I have operator checkpointing enabled and working smoothly for a ProcessFunction
operator.
On job failure I can see how operator state gets externalized on the snapshotState()
hook, and on resume, I can see how state is restored at the initializeState()
hook.
However when I try to implement the CheckpointedFunction
interface and the 2 aforementioned methods on an AsyncFunction
, it does not seem to work. I'm doing virtually the same as with the ProcessFunction
...but when the job is shutting down after failure, it does not seems to be stopping by the snapshotState()
hook, and upon job resume, context.isRestored()
is always false.
Why CheckpointedFunction.snapshotState()
and CheckpointedFunction.initializeState()

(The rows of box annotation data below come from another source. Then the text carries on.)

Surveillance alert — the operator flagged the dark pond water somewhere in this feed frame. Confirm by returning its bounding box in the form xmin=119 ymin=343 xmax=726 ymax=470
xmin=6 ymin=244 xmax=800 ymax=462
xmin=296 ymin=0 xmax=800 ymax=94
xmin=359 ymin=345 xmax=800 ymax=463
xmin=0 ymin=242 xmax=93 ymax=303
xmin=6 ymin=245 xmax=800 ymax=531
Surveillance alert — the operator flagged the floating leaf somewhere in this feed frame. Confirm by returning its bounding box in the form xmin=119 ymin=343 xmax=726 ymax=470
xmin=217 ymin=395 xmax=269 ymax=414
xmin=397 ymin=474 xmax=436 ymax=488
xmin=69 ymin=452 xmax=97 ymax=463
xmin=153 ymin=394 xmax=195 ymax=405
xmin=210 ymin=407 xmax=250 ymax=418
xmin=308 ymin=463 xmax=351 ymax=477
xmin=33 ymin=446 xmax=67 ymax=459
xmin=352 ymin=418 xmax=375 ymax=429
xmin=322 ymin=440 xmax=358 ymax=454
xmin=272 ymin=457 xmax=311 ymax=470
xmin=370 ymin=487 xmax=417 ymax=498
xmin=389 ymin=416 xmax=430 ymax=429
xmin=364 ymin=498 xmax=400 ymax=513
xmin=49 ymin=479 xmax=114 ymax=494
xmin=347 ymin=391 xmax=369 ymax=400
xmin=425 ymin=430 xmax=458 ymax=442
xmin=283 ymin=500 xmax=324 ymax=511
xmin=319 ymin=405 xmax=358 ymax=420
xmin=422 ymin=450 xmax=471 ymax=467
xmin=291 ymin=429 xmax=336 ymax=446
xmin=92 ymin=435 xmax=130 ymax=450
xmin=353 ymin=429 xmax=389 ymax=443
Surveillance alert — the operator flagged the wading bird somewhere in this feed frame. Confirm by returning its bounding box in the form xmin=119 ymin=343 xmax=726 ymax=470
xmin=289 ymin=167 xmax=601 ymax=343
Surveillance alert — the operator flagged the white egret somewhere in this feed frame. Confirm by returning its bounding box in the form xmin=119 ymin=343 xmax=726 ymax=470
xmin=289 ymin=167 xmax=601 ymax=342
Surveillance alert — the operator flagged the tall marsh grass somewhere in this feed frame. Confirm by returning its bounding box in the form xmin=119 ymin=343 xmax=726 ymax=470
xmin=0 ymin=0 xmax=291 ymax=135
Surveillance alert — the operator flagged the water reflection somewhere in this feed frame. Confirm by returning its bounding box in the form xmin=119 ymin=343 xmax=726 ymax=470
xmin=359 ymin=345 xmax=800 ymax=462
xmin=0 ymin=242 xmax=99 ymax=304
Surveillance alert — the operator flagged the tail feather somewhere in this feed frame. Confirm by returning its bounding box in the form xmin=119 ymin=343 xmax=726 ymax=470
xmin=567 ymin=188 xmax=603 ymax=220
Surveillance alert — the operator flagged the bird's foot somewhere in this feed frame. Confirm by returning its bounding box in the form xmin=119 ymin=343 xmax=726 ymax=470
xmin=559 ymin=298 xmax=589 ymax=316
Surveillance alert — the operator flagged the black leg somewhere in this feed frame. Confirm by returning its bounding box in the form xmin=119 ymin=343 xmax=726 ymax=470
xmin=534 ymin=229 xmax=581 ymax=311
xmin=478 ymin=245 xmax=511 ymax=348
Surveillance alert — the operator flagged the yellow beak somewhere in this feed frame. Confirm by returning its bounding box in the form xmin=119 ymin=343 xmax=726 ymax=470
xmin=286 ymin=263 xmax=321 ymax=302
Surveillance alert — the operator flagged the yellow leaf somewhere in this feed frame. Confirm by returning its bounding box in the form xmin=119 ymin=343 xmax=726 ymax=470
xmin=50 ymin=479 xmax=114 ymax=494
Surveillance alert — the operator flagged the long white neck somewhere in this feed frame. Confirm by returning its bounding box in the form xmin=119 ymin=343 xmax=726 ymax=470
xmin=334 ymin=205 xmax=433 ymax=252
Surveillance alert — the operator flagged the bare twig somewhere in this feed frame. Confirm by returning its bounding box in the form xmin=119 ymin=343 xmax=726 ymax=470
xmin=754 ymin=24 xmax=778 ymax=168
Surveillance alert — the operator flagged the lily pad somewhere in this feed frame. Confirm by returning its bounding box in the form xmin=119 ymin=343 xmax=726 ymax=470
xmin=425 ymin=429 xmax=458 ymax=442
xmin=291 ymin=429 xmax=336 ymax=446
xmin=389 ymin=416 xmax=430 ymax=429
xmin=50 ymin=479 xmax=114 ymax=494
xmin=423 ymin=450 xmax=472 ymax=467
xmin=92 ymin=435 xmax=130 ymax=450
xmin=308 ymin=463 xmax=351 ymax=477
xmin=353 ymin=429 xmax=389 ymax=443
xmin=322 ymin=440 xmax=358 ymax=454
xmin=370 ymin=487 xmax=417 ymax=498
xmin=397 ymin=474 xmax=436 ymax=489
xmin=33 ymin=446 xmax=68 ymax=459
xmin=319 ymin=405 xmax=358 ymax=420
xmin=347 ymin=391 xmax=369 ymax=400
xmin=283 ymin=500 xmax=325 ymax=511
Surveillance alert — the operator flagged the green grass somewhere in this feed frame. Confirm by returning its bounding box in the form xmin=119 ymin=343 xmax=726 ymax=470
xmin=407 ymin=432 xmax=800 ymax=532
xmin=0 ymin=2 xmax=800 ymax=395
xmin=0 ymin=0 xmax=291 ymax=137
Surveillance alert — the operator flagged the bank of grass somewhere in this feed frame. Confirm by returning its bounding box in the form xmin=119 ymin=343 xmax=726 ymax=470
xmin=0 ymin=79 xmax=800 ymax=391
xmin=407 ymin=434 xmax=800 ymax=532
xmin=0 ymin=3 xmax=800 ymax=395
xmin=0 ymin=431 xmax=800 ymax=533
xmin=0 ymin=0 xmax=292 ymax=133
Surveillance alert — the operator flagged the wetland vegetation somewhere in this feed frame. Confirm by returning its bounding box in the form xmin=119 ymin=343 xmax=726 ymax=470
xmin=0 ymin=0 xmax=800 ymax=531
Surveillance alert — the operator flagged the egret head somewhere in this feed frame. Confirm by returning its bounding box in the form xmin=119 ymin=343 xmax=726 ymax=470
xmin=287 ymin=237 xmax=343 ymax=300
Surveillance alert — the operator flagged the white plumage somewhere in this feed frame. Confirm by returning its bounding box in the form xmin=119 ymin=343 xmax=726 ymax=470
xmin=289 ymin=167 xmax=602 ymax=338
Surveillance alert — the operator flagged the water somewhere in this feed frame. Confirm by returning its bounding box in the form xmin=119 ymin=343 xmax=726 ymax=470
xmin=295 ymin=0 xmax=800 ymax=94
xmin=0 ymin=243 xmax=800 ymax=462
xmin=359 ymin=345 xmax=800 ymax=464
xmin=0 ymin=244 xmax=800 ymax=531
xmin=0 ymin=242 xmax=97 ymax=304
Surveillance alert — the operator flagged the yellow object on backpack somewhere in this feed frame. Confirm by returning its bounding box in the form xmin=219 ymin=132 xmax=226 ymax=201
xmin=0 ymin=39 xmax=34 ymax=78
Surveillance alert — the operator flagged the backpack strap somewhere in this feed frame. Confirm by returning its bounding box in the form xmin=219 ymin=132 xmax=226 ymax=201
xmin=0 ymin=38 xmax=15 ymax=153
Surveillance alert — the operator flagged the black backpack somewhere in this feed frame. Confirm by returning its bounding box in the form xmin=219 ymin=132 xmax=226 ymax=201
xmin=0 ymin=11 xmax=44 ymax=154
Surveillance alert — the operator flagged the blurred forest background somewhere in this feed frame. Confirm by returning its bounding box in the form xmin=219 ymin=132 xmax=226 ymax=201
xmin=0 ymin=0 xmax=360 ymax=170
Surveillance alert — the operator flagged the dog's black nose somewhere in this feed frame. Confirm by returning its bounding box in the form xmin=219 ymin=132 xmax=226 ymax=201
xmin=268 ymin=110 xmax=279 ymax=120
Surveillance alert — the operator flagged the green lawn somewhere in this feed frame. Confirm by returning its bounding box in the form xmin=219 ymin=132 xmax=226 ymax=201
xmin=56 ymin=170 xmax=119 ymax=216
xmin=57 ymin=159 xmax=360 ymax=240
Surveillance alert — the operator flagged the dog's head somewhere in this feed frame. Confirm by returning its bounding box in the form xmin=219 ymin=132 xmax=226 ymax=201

are not being executed with AsyncFunction
but yes with ProcessFunction
?
Edited:
For some reason, my checkpoints are taking very long. My config is very standard I believe, interval of 1 second, 500ms min pause, exactly once. No other tunning.
I'm getting this traces from the checkpointing coordinator
o.a.f.s.r.t.SubtaskCheckpointCoordinatorImpl - Time from receiving all checkpoint barriers/RPC to executing it exceeded threshold: 93905ms
2021-11-23 16:25:01 INFO o.a.f.r.c.CheckpointCoordinator - Completed checkpoint 4 for job 239d7967eac7900b33d7eadd483c9447 (671604 bytes in 112071 ms).
If I attempt to set a checkpointTimeout, I need to set something in the order or 5 minutes or so. How come a checkpoint of such a little state (it's just a Counter and a Long) takes 5 minutes?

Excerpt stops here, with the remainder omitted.